Love is a tricky beast, so when you just want a lust fest, nothing says HELLO BABEEEEEEEEEEEEEEEE like cruising the Internet.
There's chatrooms dedicated to 'Horny wives want to play while their hubbies are away...' and other such things.
How do I know?
My wife showed them to me.
I also get emails from Cindee and Baby stating the same.
"Topless wife wants a new lover!"
And probably a top.
It gets cold up there in the mountains.
Nipples jut out hard enough to cut diamonds, imagine what they do to your face!
Rule #65,993,123: THERE ARE ALWAYS STRINGS ATTACHED!!
You might not see them, you might think to yourself, "We both want NSA!" but guess what, there's strings, attached to the grenade which will soon explode in your face, and not in that good way.
Yes, yes, great sex, oh man, best sex ever, but will it be worth it when they're on your front porch, screaming at you to come out and face your responsibilities!

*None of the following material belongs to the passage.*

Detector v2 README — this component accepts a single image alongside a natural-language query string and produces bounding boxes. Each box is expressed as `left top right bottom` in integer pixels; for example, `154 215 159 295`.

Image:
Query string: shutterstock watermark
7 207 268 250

"WE HAVE A PUPPY TOGETHER!!!!"
By the way, do not open the door during these moments.
You might think it's a good idea, get them out of sight of the neighbors, but they're like vampires, once you invite them in, you can't get rid of them very easily.
Trust me, a stake to the heart might sound awesome, but not to the legal system.
They consider such things a crime.
I know, you're sick of an empty bed. I have a great solution for that:
They come in both male and female versions.
Never sleep alone again!
And if they pop, you can buy a new one.
Try that with a living breathing mate!
They pop, you going to jail for 5 to 20 with no chance of parole!
Good night and have a better tomorrow.